Fundamentally, CBR fits within a more situated cognitive (2.2) view of knowledge. However, most of the current research has overlooked that dynamic knowledge does not only relate to the domain knowledge held within the individual cases, but also in the control and problem solving knowledge of the domain. The problem in CBR is that the majority of systems rely on static predefined rules or procedures for their retrieval and adaptation functions. CBR system developers struggle, however, to anticipate all the difficulties that may be encountered in a domain during development, thus, causing a major bottleneck (Khan and Hoffmann 2003). Yet the nature of learning in CBR is implicitly incremental (Aamodt and Plaza 1994; Leake 1996), and thus, should be capable of handling such difficulties. Khan (2003) proposes that the process of acquiring and using both case specific knowledge and general domain knowledge should also be made within the context of the problem solving process and monitored by an expert.

2.1.4.5 Data Mining

The world is becoming more like the infinite library from The Library of Babel

(Borges 1956) every day, overflowing with data from which people are unable to extract meaningful information. Knowledge discovery in databases (KDD) is a field of research attempting to solve this dilemma and is seen as the process of extracting “…implicit, previously unknown and potentially useful knowledge from data” (Frawley et al. 1992).

Data mining is not a single methodology but a field of research as diverse as KBSs, nor is it specifically related to Machine Learning techniques. It also crosses into statistical analysis and database systems. One area of research within KDD is concerned with the ability to find meaningful classifications and predictions of values for the tuples contained within a database.

Expert Systems in data mining generally use knowledge extraction methods to form a classifier or predictor. These have the advantage of forming high

quality results due to the inclusion of expert knowledge. The problem, however, is that they do not allow for autonomous knowledge discovery. Therefore, such systems will only find results that the expert is capable of giving examples about and will not find unknown patterns. Thus, Knowledge Discovery in Database (KDD) generally relies on other machine learning tools, forgoing the advantage of expert knowledge.

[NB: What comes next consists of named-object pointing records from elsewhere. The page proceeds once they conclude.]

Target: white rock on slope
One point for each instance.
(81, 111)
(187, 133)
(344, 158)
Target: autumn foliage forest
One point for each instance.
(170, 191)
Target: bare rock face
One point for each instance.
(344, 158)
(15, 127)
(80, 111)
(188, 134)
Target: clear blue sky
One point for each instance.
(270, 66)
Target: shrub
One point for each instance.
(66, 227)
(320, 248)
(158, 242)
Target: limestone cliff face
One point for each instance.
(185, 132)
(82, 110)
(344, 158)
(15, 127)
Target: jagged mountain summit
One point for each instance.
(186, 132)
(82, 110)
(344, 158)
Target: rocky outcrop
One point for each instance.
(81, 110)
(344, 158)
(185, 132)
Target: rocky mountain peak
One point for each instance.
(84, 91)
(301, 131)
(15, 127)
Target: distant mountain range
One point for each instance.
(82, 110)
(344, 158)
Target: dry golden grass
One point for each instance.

One method that is highly effective at automatically generating rule bases, capable of classifying and predicting values from smaller data sets is decision trees. However, while in theory decision trees could scale effectively to larger databases, due to only having n(log n) complexity, they suffer from requiring the training set to be resident in memory (Han and Kamber 2001). More recent systems such as SLIQ and SPRINT have attempted to address this issue. However, they require pre-sorting of data sets as well as complex and expensive data structures that reduce their effectiveness with large training sets (Han and Kamber 2001).

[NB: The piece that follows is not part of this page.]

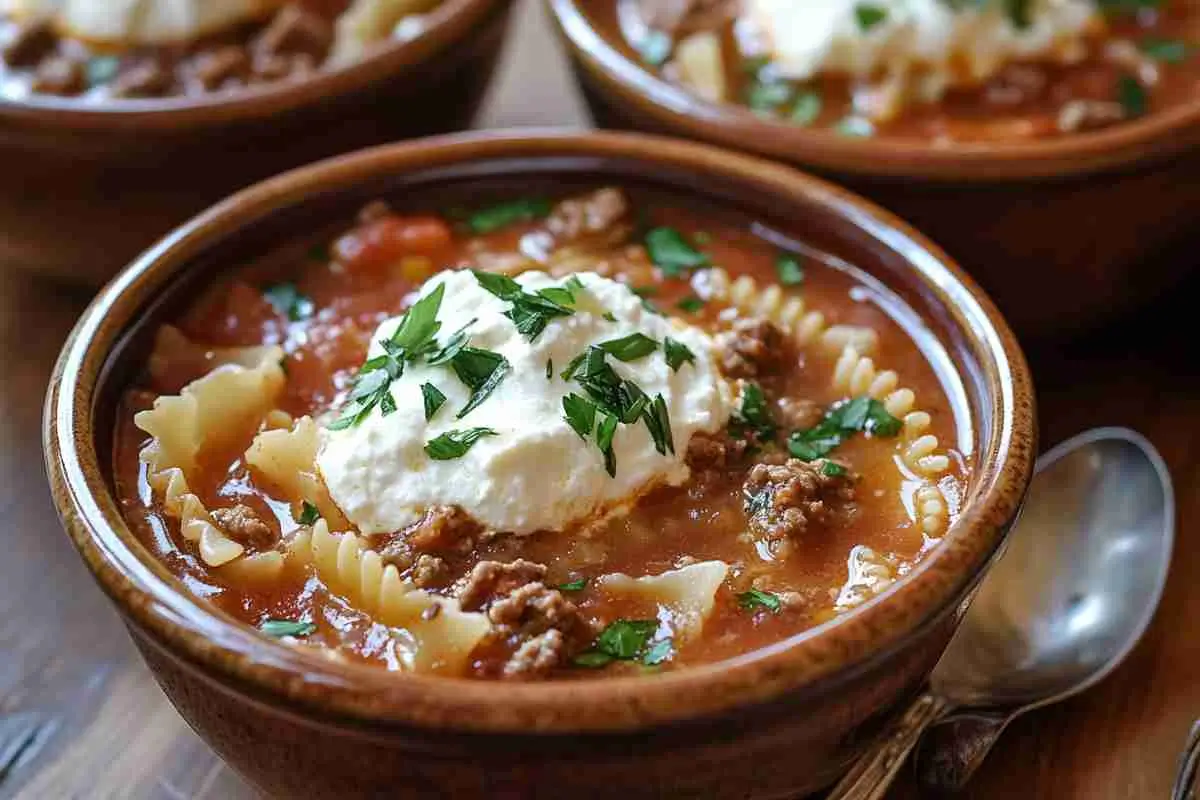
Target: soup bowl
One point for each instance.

Another application of rule based approaches in data mining is in combination with other classifiers. In these methods a number of classifiers can be trained or built separately then their various guesses combined to find the ultimate classification. Alternatively, classifiers can be chained as in stacking (Wolpert 1992) and cascading (Gama 1998) methods. These methods have multiple layers of classifiers where the results from the first layer classifiers are fed in as input to the second layer of classifiers (Estruch et al. 2003). It should be noted that the method developed in this thesis is a form of stacked classifier with the exception that the input into the second layer comes solely from the output of a single classifier in the first layer, rather than from multiple classifiers.

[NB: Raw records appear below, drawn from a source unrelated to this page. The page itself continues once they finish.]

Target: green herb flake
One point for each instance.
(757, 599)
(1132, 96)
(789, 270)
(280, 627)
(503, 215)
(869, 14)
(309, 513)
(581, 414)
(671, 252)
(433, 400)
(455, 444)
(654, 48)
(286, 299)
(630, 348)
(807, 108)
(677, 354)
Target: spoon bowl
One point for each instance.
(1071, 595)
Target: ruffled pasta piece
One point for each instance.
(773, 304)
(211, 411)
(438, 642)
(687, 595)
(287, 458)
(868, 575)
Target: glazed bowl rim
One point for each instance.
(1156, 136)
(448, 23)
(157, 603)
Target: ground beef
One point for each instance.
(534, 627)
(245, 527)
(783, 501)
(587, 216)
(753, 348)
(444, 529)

One of the primary drawbacks of stacking and cascading is that comprehensibility is generally lost. This is due to the subsequent layers only receiving attributes that are in terms of the previous layers conclusions (Estruch et al. 2003). This is potentially not the case in the method developed in this thesis due to their being a direct continuity between layers through the use of only a single classifier in the first layer. However, to prevent the scope of this thesis from expanding this is not explored further.